Foresight is a necessity
I recently delivered a talk to MicDrop members. The challenge? 3 minutes spotlighting interesting examples to make your argument. Here’s what I chose:
Sam Altman, the CEO behind ChatGPT and one of the most powerful voices in AI was once asked “can anyone compete with you?” He replied “totally hopeless”.
But just a few months ago a Chinese startup DeepSeek emerged doing things better, faster, and cheaper.
Altman couldn’t imagine a world where rivals from emerging markets could do things differently.
Now think about WeightWatchers.
A company that was once a household name, defined an entire category, and has a 60-year legacy.
Today there are rumours that they’re preparing for bankruptcy, are over £1 billion in debt, their share price trading below $1.

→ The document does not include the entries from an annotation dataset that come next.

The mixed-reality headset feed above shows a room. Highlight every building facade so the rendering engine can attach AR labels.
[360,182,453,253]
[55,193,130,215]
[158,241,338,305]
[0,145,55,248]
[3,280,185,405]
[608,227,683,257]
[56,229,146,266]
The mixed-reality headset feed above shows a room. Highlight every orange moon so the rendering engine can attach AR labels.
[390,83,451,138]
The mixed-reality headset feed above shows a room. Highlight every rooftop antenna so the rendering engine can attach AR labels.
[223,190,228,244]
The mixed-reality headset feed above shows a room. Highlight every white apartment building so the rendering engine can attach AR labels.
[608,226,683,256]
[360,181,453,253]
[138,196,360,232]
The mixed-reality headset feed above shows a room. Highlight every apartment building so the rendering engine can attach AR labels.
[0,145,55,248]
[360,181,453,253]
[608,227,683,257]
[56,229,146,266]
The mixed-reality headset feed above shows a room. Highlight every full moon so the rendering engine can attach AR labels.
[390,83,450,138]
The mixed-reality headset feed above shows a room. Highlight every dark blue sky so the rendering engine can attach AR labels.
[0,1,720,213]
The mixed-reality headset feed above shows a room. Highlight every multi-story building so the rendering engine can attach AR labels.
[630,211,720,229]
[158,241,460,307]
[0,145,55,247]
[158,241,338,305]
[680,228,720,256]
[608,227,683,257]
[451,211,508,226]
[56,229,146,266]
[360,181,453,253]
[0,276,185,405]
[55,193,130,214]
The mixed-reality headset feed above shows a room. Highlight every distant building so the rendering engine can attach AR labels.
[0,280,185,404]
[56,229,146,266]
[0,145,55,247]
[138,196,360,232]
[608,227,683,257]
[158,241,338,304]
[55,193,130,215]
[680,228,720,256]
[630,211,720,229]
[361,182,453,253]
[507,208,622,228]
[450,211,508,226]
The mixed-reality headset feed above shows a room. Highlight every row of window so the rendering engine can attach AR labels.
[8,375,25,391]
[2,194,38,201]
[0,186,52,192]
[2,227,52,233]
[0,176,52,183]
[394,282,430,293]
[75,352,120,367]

Weak signals like new weight loss drugs Ozempic and Wegovy that were in development for years, but were ignored until they became existential threats.
They failed to anticipate the impact of weak signals – like Ozempic and Wegovy will have on the future of their business, even though they had been in development for years.
What do both of those stories have in common?
A lack of foresight. Leadership teams that didn’t make the time to imagine, anticipate and prepare for different futures.
Time and time again, we see corporate giants fall behind not because not because they lack money, not because they lack talent, but because they lack imagination about the future.
In a world filled with urgent problems, it’s easy to put the future last.
But leaders who only focus on the urgent wake up one day to find they’re leading a company no one needs anymore.
And as the WeightWatchers example shows, foresight isn’t just a nice to have.
It’s the difference between staying relevant — and becoming the next case study in business failure.